Indeed, while nearly 40% of poll respondents feel RV prices have been most affected by the escalating cost of steel, an even larger percentage – 45% – believe RV prices are equally affected by the climbing prices of aluminum, plastic and lumber.
Poll participants also offered differing opinions about what sectors ultimately were affected most by the price hikes. Nearly 55% said manufacturers, suppliers and consumers are equally affected by commodity price hikes. Less than half that – 23% – said manufacturers bear the heaviest burden from commodity price increases, and about 7% felt the greatest burden was on the industry’s suppliers. Around 15% believed consumers were most affected by commodity price increases.

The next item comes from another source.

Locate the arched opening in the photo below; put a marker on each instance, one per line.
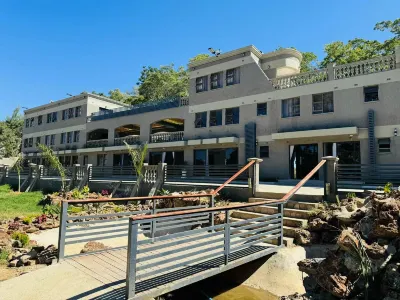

Manufacturers say they are among the first to feel the effects of commodity price increases.
“It ultimately ends up on the plate of the consumer,” one wrote, “but manufacturers keep trying to hold out and not raise the prices. In the end, it is inevitable, but losses pile up on manufacturers until they actually raise the price.”
Poll participants offer varying explanations as to the source of the price hikes, with a considerable number blaming rising demand for basic commodities in the rapidly expanding economies of China and India – and to the justifiability of new pricing benchmarks.
For instance, one distributor told RVBusiness.com he thought rising commodity prices were “outrageous, uncalled for and not justified,” while another said the increases were simply inevitable.
“I think we are seeing the law of supply and demand in action and that we will see some decreases sooner or later,” one OEM executive responded. “The increases are probably justified based on demand.”
“I have no clue where this is going other than up, and I do not feel that all price hikes are justified,” said another manufacturer.
“Greed is definitely a factor at this point on the raw materials end of the chain,” another maintained.
“I do not feel these hikes are justified,” another said. “They are just taking advantage of the hurricanes and the construction needs in Iraq.”
At least one manufacturer contended the RV industry itself may have fueled some of the commodity price increases. “All the hype put out by RVIA last winter and spring about how well the industry was doing and how much growth we expected served to cause our suppliers to get well across the board,” he said. “We brought it on ourselves.”